Wednesday, December 5, 2007

Tents and houses

Assalamu Aleikum!

I drove over to visit an imam with one of the Muslim brothers I work with. The imam is from Mauritania and his mosque is on the outskirts of the town. He was friendly and interested in meeting a Muslim from the UK. Unfortunately our conversation was limited as he spoke no English and I speak very little Arabic. He was from Africa but he didn't look African. He looked either Arab or Indian. I wondered about the Arab influence in that part of Africa.

When driving through the town you see lots of big tents outside the houses. This was especially so in the outskirts.
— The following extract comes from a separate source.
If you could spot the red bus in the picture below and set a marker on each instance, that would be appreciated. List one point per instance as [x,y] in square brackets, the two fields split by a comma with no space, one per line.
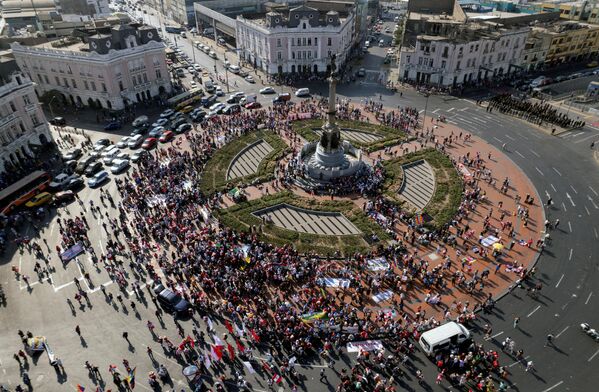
[23,190]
The Bedouin have only been in permanent dwellings for a couple of generations and their ties to the nomadic lifestyle are still strong. It reminds me a bit of Gadaffi's tent in Libya. It also reminds me of something I read a long time ago about the Australian govt building houses for the Aborigines and the complaint from the whites that they didn't look after their homes. That they slept outside! The Aborigines were still tied to the land and their nomadic existence.

An excellent book about nomadic lifestyle/Australia is Songlines by Bruce Chatwin. In fact I would rate it as one of my all time favourite books. It has little nuggets like the idea that babies cry when they're not being rocked because in a nomadic culture the baby will always be carried on the mother's back and hence be rocked as she walks. If there is no rocking going on then the adult is not around for protection.

I guess things like the hajj are nomadic experiences. It has always been my dream to do the hajj 'properly' i.e. overland. It always seems a bit of a cheat flying. One minute you're in London and a few hours later you're in Mecca. In the old days doing the hajj took years and was a real achievement when completed. It would be marvellous to recapture some of that in this modern age. Maybe stop over in Bosnia, Istanbul, Damascus etc for weeks at a time.

Getting back to the local Bedouins they will often go to the desert. This includes the kids and it is often a complaint from the teachers here that kids will be absent from school for weeks. They're usually looking after their family's camels. They range over the Empty Quarter into Saudi Arabia and Oman. With it being desert there are no real borders or at least none that you could see. In this day and age with passports and visas it is refreshing to hear of people travelling without these boundaries.